Here's an editorial at Nature about this new paper:
There is a valuable and genuine debate here. To define what, if anything, the billions of non-protein-coding base pairs in the human genome do, and how they affect cellular and system-level processes, remains an important, open and debatable question. Ironically, it is a question that the language of the current debate may detract from. As Ewan Birney, co-director of the ENCODE project, noted on his blog: “Hindsight is a cruel and wonderful thing, and probably we could have achieved the same thing without generating this unneeded, confusing discussion on what we meant and how we said it”

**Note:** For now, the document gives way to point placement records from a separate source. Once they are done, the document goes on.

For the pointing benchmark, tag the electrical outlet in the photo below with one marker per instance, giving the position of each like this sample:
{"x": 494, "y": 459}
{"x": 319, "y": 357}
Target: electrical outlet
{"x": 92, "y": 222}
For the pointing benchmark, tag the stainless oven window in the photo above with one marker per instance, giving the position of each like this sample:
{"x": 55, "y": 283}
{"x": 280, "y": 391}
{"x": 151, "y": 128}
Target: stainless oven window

He's right - the ENCODE team could have presented their results differently, but doing that would not have made a gigantic splash in the world press. There wouldn't have been dozens of headlines proclaiming the "end of junk DNA" and the news that 80% of the genome is functional. "Scientists unload huge pile of genomic data analysis" doesn't have the same zing. And there wouldn't have been the response inside the industry that has, in fact, occurred. This comment from my first blog post on the subject is still very much worth keeping in mind:
With my science hat on I love this stuff, stepping into the unknown, finding stuff out. With my pragmatic, applied science, hard-nosed Drug Discovery hat on, I know that it is not going to deliver over the time frame of any investment we can afford to make, so we should stay away.
However, in my big Pharma, senior leaders are already jumping up and down, fighting over who is going to lead the new initiative in this exciting new area, who is going to set up a new group, get new resources, set up collaborations, get promoted etc. Oh, and deliver candidates within 3 years.
Our response to new basic science is dumb and we are failing our investors and patients. And we don't learn.